The Journey of a Gene is a new website at UNL-Nebraska that teaches the basics of genetic engineering. There’s a combination of videos, some from YouTube and some specifically made as well as some interactive sections.
The video above, explaining what a gene is, is an example of what they’re bringing in. Later they explain the role of promoters and coding and you get elements like the video below explaining how to use the interactive elements.
I tend to be wary of websites a teaching tools by themselves. There are very few good ones. However, I don’t know if they have some sort of special unit at UNL, but this is the second time I’ve found useful interactive animations produced there. They also do some handy astronomy tools. As one of AoB Blog’s non-botanists, I found the videos genuinely helpful in explaining some of the genetic engineering process.
It’s hard to say why some sites work and some don’t. If it was easy to spot why something was rubbish, then it’d be easy to fix. In this case, I think building it around one specific problem, Soybean Sudden Death Syndrome, means that you have an idea of what the context is. It’s not just random information; there’s actually a point to it.

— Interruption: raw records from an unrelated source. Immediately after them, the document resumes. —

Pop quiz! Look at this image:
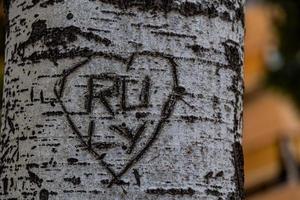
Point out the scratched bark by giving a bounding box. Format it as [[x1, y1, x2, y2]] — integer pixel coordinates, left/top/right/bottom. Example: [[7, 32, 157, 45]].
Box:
[[0, 0, 244, 200]]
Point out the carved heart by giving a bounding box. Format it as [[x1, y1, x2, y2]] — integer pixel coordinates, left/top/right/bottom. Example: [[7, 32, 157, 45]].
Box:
[[54, 52, 185, 187]]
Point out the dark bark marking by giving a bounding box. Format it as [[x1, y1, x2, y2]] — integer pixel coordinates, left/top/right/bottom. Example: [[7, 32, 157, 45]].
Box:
[[67, 158, 78, 165], [205, 189, 222, 197], [90, 0, 244, 23], [67, 13, 74, 20], [27, 170, 43, 187], [54, 51, 186, 187], [109, 122, 146, 154], [14, 20, 111, 64], [133, 169, 142, 187], [40, 189, 49, 200], [145, 188, 196, 196], [231, 142, 245, 199], [64, 176, 81, 185], [2, 177, 8, 195]]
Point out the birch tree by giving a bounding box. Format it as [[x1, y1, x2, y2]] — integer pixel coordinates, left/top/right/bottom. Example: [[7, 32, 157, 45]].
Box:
[[0, 0, 244, 200]]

That kind of narrative structure means that the sections follow on from each other in a sensible way.
If you’re a new student and want a little extra help getting your head around what a gene is, and how DNA inheritance works when you start crossing and backcrossing plants, then you should definitely give the site a go. I can’t guarantee you’ll be genetic engineering your own plants by the end of the course, but you might at least have a better understanding of how it happens.
A tip o’ the hat to Agriview for pointing me at this.